Monday, August 1, 2011

Why my mother is really good at being Japanese.

CAST OF REGUALR CHARACTERS CONTAINED IN THIS POST





I originally wrote this post just a few days before the Japanese earthquake and tsunami and I thought it would be in poor taste to post it whilst their country was facing its darkest hour. Then about a week ago I was going to write a post about how my best friend dressed up as Amy Winehouse on Halloween so I’ve realised that I am able to foresee death and destruction. As such I am trying to break this cycle by posting about Japan because their disaster has already happened. My hope is the space-time continuum will use this paradox constructively and right itself. In the mean time, subjects on my posts face huge risks, today my mother will probably have something bad happen to her but she’s a forceful woman so I’m fairly confident she’ll cope.
Travelling is a wonderful experience, I’m sure you’d agree. My only real gripe is that the way you imagine yourself experiencing a place never quite measures up to reality.
The photos that you bring home reveal the truth. I’m not a true high maintenance kind of girl really but I have noticed that I do not have the kind of hair that travels well. Limp, greasy, fly-aways, odd curly bits, my hair covers it all.
SPAIN - Imagined

SPAIN - Actual

FRANCE - Imagined
FRANCE - Actual

MOROCCO - Imagined

MOROCCO - Actual

Recently my brother, mother and I made a last minute dash to Japan to ski. A bi-product of the skiing was the spending of time in Japan.
My skis were purchased in France and were originally trained up on French snow. To their total disgust they discovered themselves being put on an aeroplane and taken to a foreign land. They have since been forced to ski in Australian conditions. Skiing in Australia is an extreme sport. Slush, grass, rocks, ice, rain and sunshine combine together to make for a ski season that lasts all of five and a half minutes before it everything melts.

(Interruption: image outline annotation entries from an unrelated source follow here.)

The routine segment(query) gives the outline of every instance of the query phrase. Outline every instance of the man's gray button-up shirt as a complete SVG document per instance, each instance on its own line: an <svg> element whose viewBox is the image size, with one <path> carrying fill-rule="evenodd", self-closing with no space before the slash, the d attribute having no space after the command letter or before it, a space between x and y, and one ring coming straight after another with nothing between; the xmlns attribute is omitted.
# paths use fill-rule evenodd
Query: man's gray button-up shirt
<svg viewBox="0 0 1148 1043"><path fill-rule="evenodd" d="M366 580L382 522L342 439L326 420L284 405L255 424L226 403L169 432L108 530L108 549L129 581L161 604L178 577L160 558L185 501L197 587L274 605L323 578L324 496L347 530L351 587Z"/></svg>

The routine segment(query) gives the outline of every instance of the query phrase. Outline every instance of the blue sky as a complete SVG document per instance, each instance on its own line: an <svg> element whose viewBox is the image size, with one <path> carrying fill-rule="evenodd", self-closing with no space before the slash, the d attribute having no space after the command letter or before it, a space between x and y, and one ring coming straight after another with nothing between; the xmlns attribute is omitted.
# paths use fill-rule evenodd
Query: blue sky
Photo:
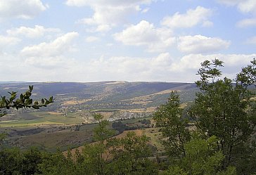
<svg viewBox="0 0 256 175"><path fill-rule="evenodd" d="M256 56L255 0L1 0L0 81L193 82Z"/></svg>

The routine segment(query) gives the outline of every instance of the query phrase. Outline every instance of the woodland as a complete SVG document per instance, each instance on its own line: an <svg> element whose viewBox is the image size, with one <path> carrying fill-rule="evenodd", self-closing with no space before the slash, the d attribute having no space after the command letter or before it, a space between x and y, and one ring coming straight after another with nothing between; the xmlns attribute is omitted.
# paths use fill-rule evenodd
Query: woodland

As a result of these conditions you have to be extremely accurate when skiing to make sure that your skis stay in contact with actual snow. Occasionally when my French skis have had enough of these appalling conditions, they simply refuse to do as they are told.
They do this to make a point. “We are European skis. We deserve better. Until you get this into your head, we shall make you fall on it”.
It turns out that Franco-Nippon relations are much better. With snow as their only common language, the mountains of Japan and the skis of France danced gracefully together. I came along for the ride purely as a freeloader, a witness to the love making of mankind’s knack for elegant design and Mother Nature’s gift for turning water into white fluffy stuff.
The skis weren’t the only ones who took to Japan.
Our hotel was booked at the last minute so we were staying in one that is pretty much a Japanese hotel with few westerners staying there. This was actually really great because we got a more authentic experience. I slept on a slim Japanese mattress on the floor. The mattress had virtually no padding, I think its soul purpose is to prevent carpet burn. This did wonders for my back, skiing by day and hard core chiropractic work by night.
Our room contained no chairs so we sat on the floor cross legged as if we were about to meditate. Also there was a huge communal bathroom and natural hot springs down in the basement and we were provided with kimono dressing gowns and these little grey Japanese-style collared PJs that mum and I, continuing in the spirit of being culturally insensitive, nicknamed “Mao suits.”
My mother is well travelled but had never been to Japan. As it turns out, she is really good at being Japanese. 
Mum wearing the kimono dressing gown provided by the hotel.
Mum in the natural hot springs (onsen).

Mum conducting a tea ceremony in her Mao suit (English breakfast tea with a dash of milk, no sugar).

One sunny morning, whilst my easily freckled mother applied a thick layer of SPF a billion plus house paint to her face, my brother and I packed up the camera for some happy snaps. Mum decided that if photos were going to be taken she should apply some pink lipstick.
Mum being sunsmart and wearing lipstick = geisha style for the 21st century (although the red hair brings a certain clown atheistic that the original geisha tend not to display).

She also used my brother’s knock-off iPad. For someone who uses two hands to press the buttons on a remote control, this kind of technology use was entirely out of character but when in Rome, one does as the Romains do. I was half expecting her work blackberry to come home covered in glow-in-the-dark Hello Kitty paraphernalia.
Our camera actually broke while we were skiing so the geisha will have to be remembered via my artistic interpretation of the events. This was pretty shitty but there is no reason to panic because at least Shelley’s OK.